Defective interfering (DI) particles arise during virus propagation, are conditional on parental virus for replication and packaging, and interfere with viral expansion. There is much interest in developing DIs as anti-viral agents. Here we characterize DI particles that arose following serial passaging of SARS-CoV-2 at high multiplicity of infection.
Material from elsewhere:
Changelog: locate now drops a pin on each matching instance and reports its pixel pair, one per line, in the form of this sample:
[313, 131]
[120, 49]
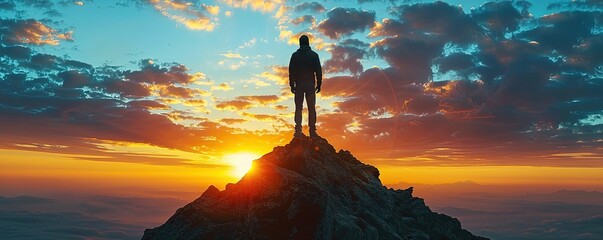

The prominent DIs identified have lost -84% of the SARS-CoV-2 genome and are capable of attenuating parental viral titers. Synthetic variants of the DI genomes also interfere with infection and can be used as conditional, gene delivery vehicles. In addition, the DI genomes encode an Nsp1-10 fusion protein capable of attenuating viral replication. These results identify naturally selected defective viral genomes that emerged and stably propagated in the presence of parental virus. Genomes from defective interfering (DI) particles following serial passaging of SARS-CoV-2 reveal a fusion protein that attenuates viral replication. Synthetic, recombinant DI genomes are designed to interfere with SARS-CoV-2 replication.

Automated summary

This study characterizes defective interfering (DI) particles generated through serial passaging of SARS-CoV-2. The identified DI particles have lost a significant portion of the SARS-CoV-2 genome and can attenuate viral replication. Synthetic variants of the DI genomes interfere with infection and can serve as gene delivery vehicles. Furthermore, the DI genomes encode a fusion protein that can attenuate viral replication.